Immigration and Islamophobia
In regard to immigration, right now the feud is intra-European not primarily directed against Muslims, though that undercurrent is there. The developed European countries were not able to integrate workers from Central and East Europe. That strain has been increased by the arrival of millions of refugees from Syria and other Middle Eastern countries. Poles are more discriminated against in the US compared to Muslims from South Asia. The EU-UK break up offers an opportunity to Muslims in Europe to be bridge builders, rather than paint themselves as victims. There are forces within Europe who are ready to fight Islamophobia to avoid fracturing their multi-cultural societies and polities. There could be a rise of xenophobia in Europe but collectively we need to find ways to reverse this trend.
China-Pakistan Economic Corridor (CPEC)
The CPEC gets some breathing space, as attention would be riveted on Euro-crisis. In the next two years, China and Pakistan should accelerate the speed of the implementation of its early harvest projects.

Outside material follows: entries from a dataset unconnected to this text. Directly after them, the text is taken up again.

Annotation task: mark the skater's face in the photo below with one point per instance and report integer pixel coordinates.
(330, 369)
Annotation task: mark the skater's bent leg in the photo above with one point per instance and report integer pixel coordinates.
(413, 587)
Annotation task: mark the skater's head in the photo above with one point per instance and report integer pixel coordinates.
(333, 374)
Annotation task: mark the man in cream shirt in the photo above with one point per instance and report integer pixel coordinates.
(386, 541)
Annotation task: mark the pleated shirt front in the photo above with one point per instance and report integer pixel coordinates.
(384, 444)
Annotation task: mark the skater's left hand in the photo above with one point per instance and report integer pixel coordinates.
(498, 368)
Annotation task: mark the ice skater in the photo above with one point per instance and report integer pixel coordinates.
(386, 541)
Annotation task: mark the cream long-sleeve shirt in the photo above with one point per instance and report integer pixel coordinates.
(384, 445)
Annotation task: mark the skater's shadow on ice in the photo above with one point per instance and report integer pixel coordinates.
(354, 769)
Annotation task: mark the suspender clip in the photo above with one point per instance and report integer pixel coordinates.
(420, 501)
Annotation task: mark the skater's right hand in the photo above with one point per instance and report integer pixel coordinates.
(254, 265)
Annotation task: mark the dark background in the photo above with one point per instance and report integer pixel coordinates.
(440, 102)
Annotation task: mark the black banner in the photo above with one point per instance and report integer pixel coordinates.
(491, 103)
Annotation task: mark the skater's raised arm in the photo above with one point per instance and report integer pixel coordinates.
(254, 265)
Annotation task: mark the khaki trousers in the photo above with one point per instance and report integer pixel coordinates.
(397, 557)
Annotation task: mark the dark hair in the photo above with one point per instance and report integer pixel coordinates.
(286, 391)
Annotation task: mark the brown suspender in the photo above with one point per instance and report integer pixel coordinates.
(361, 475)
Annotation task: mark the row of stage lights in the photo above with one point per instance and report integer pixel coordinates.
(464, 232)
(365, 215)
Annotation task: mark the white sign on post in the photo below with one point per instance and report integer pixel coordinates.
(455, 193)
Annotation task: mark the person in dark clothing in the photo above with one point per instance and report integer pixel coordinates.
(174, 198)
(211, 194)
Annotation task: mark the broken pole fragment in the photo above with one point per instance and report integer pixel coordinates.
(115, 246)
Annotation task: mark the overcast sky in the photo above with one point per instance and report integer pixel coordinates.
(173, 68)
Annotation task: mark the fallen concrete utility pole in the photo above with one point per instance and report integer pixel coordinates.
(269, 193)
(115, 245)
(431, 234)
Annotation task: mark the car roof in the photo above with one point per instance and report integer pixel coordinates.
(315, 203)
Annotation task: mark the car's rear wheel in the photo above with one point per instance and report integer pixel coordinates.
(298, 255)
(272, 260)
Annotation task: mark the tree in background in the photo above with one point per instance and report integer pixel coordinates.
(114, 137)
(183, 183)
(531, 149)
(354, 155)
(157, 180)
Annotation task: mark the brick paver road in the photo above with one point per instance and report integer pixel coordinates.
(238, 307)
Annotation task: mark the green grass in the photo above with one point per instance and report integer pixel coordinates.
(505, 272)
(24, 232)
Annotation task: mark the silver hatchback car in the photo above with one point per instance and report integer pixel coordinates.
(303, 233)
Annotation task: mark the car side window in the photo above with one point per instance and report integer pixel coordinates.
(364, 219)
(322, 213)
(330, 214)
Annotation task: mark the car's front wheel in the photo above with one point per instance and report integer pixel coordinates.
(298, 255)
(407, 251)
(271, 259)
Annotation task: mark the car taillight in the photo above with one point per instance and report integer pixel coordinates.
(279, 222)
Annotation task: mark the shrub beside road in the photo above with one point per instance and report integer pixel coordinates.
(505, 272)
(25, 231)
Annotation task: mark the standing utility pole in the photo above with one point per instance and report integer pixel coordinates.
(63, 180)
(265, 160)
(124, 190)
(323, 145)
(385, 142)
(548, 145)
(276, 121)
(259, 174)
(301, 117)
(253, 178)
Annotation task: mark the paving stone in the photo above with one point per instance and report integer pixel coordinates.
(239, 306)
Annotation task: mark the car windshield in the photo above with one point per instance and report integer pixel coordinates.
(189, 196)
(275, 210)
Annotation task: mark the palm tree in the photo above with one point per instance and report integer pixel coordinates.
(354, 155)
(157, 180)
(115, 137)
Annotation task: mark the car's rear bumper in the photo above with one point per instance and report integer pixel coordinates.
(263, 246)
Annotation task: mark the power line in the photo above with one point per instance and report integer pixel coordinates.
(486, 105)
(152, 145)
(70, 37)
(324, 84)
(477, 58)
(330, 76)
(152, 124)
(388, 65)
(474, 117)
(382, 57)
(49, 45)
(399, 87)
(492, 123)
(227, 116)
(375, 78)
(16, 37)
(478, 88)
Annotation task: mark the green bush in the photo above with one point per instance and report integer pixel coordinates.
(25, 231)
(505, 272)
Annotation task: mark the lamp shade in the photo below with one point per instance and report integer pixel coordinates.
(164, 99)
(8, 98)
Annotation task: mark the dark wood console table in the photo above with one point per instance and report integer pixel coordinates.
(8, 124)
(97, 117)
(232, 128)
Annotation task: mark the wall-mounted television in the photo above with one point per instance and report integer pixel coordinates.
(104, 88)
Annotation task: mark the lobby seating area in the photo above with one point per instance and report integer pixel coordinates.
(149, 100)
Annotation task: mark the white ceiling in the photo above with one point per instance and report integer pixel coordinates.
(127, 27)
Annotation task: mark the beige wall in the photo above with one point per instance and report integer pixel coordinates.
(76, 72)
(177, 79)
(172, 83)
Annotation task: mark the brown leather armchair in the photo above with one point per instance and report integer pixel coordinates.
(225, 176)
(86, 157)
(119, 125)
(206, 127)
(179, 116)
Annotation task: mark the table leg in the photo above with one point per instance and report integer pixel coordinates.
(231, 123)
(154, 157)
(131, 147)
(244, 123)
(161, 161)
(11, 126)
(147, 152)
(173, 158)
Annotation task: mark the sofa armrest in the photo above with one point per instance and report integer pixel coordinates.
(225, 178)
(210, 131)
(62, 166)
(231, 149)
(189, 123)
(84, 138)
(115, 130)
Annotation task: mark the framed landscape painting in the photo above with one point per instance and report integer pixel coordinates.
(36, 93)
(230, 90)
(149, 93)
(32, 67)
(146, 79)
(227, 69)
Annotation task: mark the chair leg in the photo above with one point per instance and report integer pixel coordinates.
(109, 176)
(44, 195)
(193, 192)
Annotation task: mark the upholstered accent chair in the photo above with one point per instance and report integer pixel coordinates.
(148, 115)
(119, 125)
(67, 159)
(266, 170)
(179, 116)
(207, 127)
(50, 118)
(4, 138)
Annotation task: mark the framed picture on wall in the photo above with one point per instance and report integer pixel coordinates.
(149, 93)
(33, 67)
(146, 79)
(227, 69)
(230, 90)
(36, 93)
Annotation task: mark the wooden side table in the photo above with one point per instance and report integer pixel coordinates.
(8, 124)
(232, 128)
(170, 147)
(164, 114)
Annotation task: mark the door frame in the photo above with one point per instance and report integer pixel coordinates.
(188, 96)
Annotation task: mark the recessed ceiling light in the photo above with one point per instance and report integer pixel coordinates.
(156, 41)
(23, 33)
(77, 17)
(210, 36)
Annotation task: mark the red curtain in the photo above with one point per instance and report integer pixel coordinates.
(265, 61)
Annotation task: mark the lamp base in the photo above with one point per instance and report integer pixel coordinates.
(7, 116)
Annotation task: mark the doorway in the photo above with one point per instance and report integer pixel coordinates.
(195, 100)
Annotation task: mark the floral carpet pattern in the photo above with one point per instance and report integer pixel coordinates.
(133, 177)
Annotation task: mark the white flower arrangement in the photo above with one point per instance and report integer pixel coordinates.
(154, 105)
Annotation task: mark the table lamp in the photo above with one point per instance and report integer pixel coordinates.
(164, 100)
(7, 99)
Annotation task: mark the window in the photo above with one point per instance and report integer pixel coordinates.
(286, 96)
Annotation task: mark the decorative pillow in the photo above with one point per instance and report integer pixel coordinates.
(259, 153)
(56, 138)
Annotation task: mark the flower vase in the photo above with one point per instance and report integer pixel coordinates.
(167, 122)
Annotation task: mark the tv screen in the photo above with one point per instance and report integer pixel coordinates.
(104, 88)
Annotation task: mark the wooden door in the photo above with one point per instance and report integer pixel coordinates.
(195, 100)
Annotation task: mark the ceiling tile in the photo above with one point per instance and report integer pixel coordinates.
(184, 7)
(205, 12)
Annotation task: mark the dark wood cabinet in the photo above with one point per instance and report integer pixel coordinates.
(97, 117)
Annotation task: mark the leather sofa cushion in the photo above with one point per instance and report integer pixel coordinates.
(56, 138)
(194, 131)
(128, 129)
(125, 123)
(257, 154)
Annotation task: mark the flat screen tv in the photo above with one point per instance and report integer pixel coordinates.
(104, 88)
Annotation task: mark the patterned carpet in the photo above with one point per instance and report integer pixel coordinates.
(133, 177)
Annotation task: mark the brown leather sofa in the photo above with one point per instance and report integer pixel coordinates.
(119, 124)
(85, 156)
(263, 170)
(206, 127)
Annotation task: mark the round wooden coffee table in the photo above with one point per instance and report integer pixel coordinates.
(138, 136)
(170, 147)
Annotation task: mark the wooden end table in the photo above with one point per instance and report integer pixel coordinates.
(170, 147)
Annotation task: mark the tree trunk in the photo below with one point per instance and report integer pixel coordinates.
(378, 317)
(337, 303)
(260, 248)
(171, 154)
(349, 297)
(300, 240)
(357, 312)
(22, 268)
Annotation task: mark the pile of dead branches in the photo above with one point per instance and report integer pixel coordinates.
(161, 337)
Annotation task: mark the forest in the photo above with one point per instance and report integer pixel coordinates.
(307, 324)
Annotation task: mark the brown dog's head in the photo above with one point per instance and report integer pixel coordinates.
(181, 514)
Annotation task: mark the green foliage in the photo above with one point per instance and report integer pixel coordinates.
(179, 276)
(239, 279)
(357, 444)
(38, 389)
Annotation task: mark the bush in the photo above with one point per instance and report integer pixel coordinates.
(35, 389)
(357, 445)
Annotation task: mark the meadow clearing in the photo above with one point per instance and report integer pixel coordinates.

There are unintended consequences of Brexit, as it unleashes centrifugal and devolutionary forces within the EU and within its member states. While Europe will have to devise ways to stem erosion of the confederal structure of Europe and federations at the national level, the UK’s seminal political act could lead to replicable patterns elsewhere fueled by nationalism and populism. Fragile federations particularly have to be vigilant about the rise of transnational irredentism and intra-national secessionism.
A “Nuclear Brexit”?
An essay in the latest issue of Bulletin of the Atomic Scientists postulates that if Scotland decides to secede in a second referendum (the first was held in 2014), as demanded by its First Minister Nicola Sturgeon, this may well set in motion a process for the UK’s “unilateral nuclear disarmament”. The rationale given is simple: Scotland is opposed to the stationing of nuclear weapons on its territory; but all of the UK’s nuclear weapons, including warheads, missiles and submarines are stationed in Scotland. The essay underlines that there are no alternative sites in England. The UK’s “disarmament” could theoretically stimulate momentum for reduction in nuclear arsenals all around the world.
A study needed
Because of the speed with which Brexit unfolded, most of our reactions are based on guess work and focus on firefighting. We need to conduct a comprehensive study or a series of studies to understand the full impact of Brexit on our economy, and to come up with a set of policy recommendations suggesting appropriate responses and, more importantly, identifying new opportunities for us. In the short term, we should give relief to our export industry so that the developments in Europe do not further push down our exports.
Wish the UK well
As the people of the UK negotiate a difficult transition, the people of Pakistan should show understanding and solidarity towards them. We should hope that they would come out of this predicament either by separating from the European Union on most favourable terms or by reversing the decision to exit, which even the ‘leavers’ now realize was taken in haste. The welfare of our diaspora community in the UK, the unity of the British nation and continuation of Pak-US bilateral cooperation all hinge on sound decisions that would be taken by London and Brussels.
(The writer is Director General Institute of Strategic Studies and former Ambassador to the United Nations and China.)